Apparently you aren't allowed to actually take stuff from these piles and are up for a hefty fine if caught doing so.  I'm treating that piece of information as urban myth as I just can't believe anything so daft can be true in a city that doesn't have a dump shop (though they are working on it), where the opportunities for buying and selling secondhand stuff are seriously limited and that prides itself of being pretty with-it on sustainability issues. 

Obviously plenty of other people don't take the fine seriously either as there have been convoys of cars - some with trailers - cruising slowly around our neighbourhood all week.  Go them I say.

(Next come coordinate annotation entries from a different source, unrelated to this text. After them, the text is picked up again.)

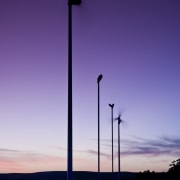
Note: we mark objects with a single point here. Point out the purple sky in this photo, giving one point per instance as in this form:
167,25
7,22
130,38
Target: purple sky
133,43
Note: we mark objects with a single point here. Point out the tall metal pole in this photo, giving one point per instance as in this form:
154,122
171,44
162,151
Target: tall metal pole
70,141
98,81
119,150
112,106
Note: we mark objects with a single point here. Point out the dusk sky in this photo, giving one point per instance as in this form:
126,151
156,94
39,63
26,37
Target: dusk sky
135,44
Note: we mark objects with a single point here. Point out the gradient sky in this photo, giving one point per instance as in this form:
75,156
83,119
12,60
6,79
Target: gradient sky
133,43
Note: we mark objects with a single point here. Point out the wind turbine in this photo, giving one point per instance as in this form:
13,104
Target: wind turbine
119,121
112,106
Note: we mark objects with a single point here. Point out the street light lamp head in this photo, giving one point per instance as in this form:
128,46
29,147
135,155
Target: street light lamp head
75,2
111,105
99,78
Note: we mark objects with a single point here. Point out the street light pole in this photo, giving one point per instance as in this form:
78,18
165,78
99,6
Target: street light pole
112,106
70,142
98,81
119,149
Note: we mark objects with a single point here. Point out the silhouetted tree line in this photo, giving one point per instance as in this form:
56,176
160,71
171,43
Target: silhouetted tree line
172,174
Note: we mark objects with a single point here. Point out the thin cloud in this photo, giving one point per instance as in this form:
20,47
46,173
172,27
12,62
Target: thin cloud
157,147
148,147
96,153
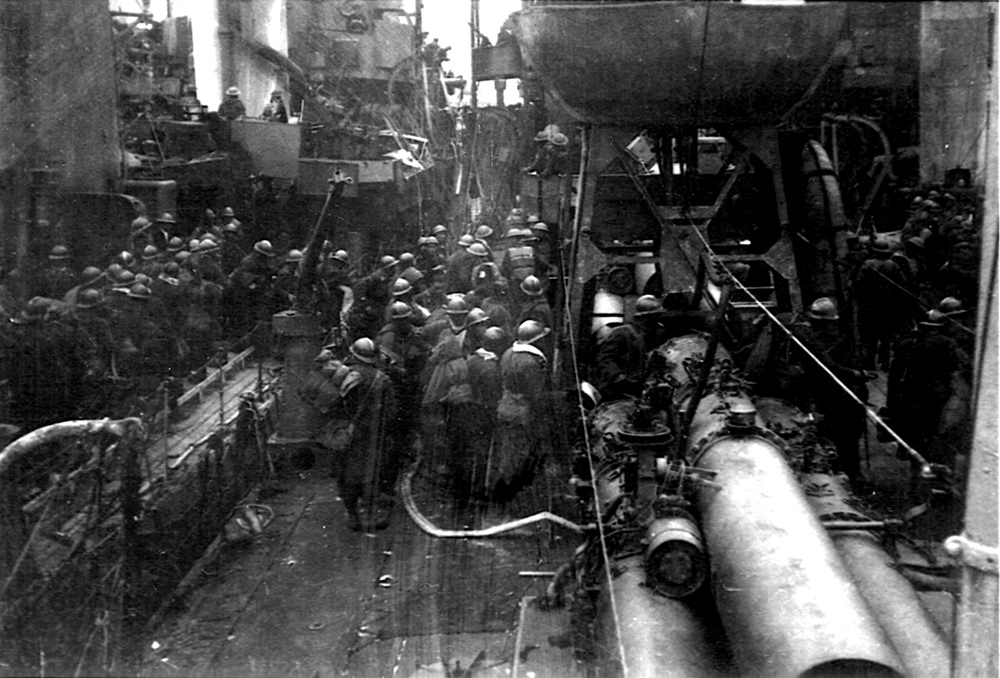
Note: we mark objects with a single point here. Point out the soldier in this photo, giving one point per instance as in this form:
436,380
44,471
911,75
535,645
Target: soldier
58,278
841,419
371,296
535,306
483,366
406,353
520,260
460,265
275,109
231,107
928,398
404,292
440,233
152,261
205,260
446,397
621,355
91,278
882,304
365,475
428,255
251,293
97,347
522,417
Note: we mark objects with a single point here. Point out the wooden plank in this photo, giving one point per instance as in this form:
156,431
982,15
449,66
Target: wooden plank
534,655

I have actually scored some stuff from the junk collection but I did it months ago by having a cup of tea with a textile artist then rummaging through the verge collection stockpile in her carport.  See those tiles I've tiled my blog with?  I've got box loads of those plus several hundred sixties and seventies numbers stockpiled in my garage.  They are waiting for when I finally find dream-home, which I'll "renovate" and probably make totally unsaleable.

By 10am it was too hot to be out dawdling around in the great outdoors so after having tea and cake in the home of some elderly strangers (true) I finally stopped procrastinating and went to the computer fixit shop.  As a result I now have one lonely piece of junk out on the roadside: my flipping deceased three-year-old computer monitor.